Его новый выставочный зал открывался как раз после свадьбы Джулиана, всё было готово к открытию, остались только последние штрихи, и его снедало нетерпение, как изысканная арт публика в этот раз примет его собрание работ молодых художников? В этот раз он не выставлял признанные работы, а откапывал новые имена и давал возможность талантливым молодым художникам зацепиться в жестоком мире арт рынка. И как только ажиотаж сползёт, и ему снова понадобится реклама, они с Жаном Ланже готовы будут выставить его самые скандальные и грандиозные работы – гротескные гниющие тела из мрамора. Райан ставил на эту выставку очень много. Он знал, что ему очень повезло, что его галерея уже изначально имела большой спрос, благодаря связям, деньгам и хорошему вкусу. Но чтобы нормально функционировать на постоянной основе, придётся удивлять публику и не давать ей заскучать, так что он осознал, что как только он отошёл от дел в одной фирме, так его засасывала новая, это был его азарт, его возможность навязать людям восхищение конкретными художниками и их работами. И здесь он был творцом, и картины под его патронажем доходили до самых сердец светской публики, любители современного искусства скоро станут восхищаться его вкусом, и он будет иметь власть решать, что именно будет в моде в современном искусстве. Конечно, не он один, но он всегда мечтал попасть в этот кружок избранных (например, он имел членство в гильдии моды и имел слово в создании новых трендов), чтобы образовывать арт мир.
Было удивительно, с какой лёгкостью и упорством они брали с Джулианом новые вершины, они всегда умели чётко формулировать свои цели, которые переделывали в более детальные планы и следовали им без всех этих бессмысленных плаваний по течению. И самое приятное было то, что они именно этого и хотели, они себя знали очень хорошо, от того и могли строить свою жизнь по своему желанию. Важность его миссии была до сих пор для него святой, мир искусства всё-таки был тесно связан с его высшей целью. И хотя сейчас его уже мало волновало мнение других людей и то, как они развиваются, тут уже скорее играла его роль творца. Это как сидеть в пещере Али-Бабы с самыми большими и красивыми драгоценными камнями, но лишь ты один видишь эту неземную красоту, и какой тогда от неё смысл? Но то, что они переживали с Джулианом и их конечная цель, это уже было другим делом, это был другой уровень, другое измерение, и этот процесс был до мучения интимным. Этот рай был создан на двоих, и туда даже был заказан путь самому Ланже, который, в принципе, и подтолкнул их в объятья этого гармоничного единения через мраморную скульптуру. Им уже не нужно было искать идеал, они уже нашли его, осталось только сохранить способность жить с этим идеалом навсегда.

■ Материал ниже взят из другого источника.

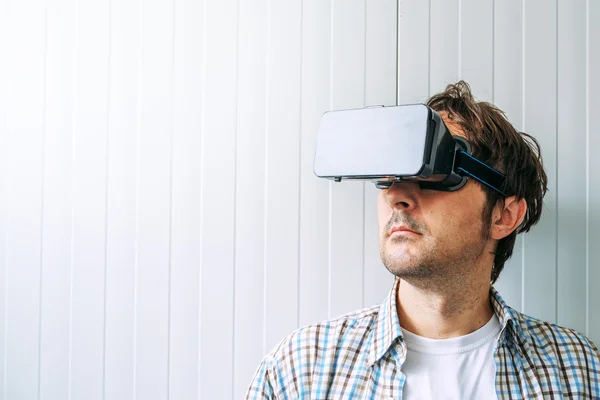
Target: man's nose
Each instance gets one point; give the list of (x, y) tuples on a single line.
[(403, 195)]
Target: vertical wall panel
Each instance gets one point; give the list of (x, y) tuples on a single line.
[(539, 119), (90, 132), (25, 131), (571, 192), (121, 219), (154, 201), (5, 67), (347, 198), (55, 336), (250, 194), (218, 186), (380, 89), (413, 51), (476, 54), (314, 193), (508, 96), (121, 225), (593, 169), (186, 200), (282, 178), (445, 46)]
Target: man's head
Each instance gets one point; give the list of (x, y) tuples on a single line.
[(474, 226)]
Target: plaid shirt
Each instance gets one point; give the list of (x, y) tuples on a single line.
[(360, 356)]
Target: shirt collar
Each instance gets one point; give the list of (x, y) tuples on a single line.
[(508, 317), (387, 328)]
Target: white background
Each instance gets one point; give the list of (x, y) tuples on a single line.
[(160, 224)]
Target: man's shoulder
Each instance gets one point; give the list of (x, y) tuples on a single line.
[(551, 343), (350, 330)]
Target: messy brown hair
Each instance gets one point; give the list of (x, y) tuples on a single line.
[(497, 143)]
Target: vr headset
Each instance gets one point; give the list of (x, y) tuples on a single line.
[(407, 143)]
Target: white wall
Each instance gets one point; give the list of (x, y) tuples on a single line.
[(160, 224)]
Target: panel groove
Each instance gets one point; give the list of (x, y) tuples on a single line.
[(41, 233), (202, 157), (235, 179), (266, 192), (106, 192), (137, 199)]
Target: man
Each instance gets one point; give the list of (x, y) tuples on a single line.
[(443, 331)]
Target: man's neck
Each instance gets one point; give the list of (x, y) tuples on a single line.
[(443, 314)]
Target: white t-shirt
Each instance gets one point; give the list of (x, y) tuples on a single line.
[(456, 368)]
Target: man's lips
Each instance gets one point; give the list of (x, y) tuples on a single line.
[(402, 230)]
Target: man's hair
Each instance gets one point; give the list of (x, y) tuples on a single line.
[(497, 143)]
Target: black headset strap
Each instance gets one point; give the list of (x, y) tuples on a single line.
[(466, 164)]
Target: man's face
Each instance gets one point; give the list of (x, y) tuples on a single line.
[(427, 233)]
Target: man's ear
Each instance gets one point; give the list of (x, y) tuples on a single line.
[(507, 217)]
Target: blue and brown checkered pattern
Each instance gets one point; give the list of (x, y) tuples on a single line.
[(360, 356)]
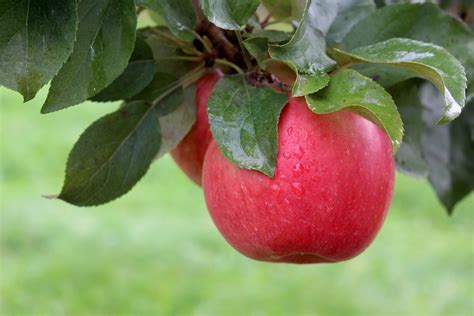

На последнем собрании перед принятием решения, повышать ли Джулиана, Райан блистал не только своей сияющей энергией, но и речью. Все знали, как Райан относится к Джулиану, и всегда относился, но на работе давно уже не циркулировали слухи о том, что этот наглый Джулиан всё себе насосал. Да и кто будет при самом Райане распускать эти грязные сплетни? Райан прекрасно знал, что был бы первым, кто спустил бы этого наглеца с небес на землю, если бы Джулиан не тянул эту должность. Он тянул, все это понимали, придраться было практически не к чему, осталось только поздравить его официально и сменить ему кабинет. Только генеральный директор имел свои сомнения, слишком уж коротким был испытательный срок, чтобы получить сразу это место. И вообще-то он не говорил, что ему нужен заместитель, но ведь акционеры решали такие дела, каких должностей не хватает в их фирме. Да, он как не кто другой видел, куда смотрит Джулиан на самом деле, и с покровительством Райана всё было в этом мире возможно, даже стать генеральным директором такого крупного дома мод в 35 лет.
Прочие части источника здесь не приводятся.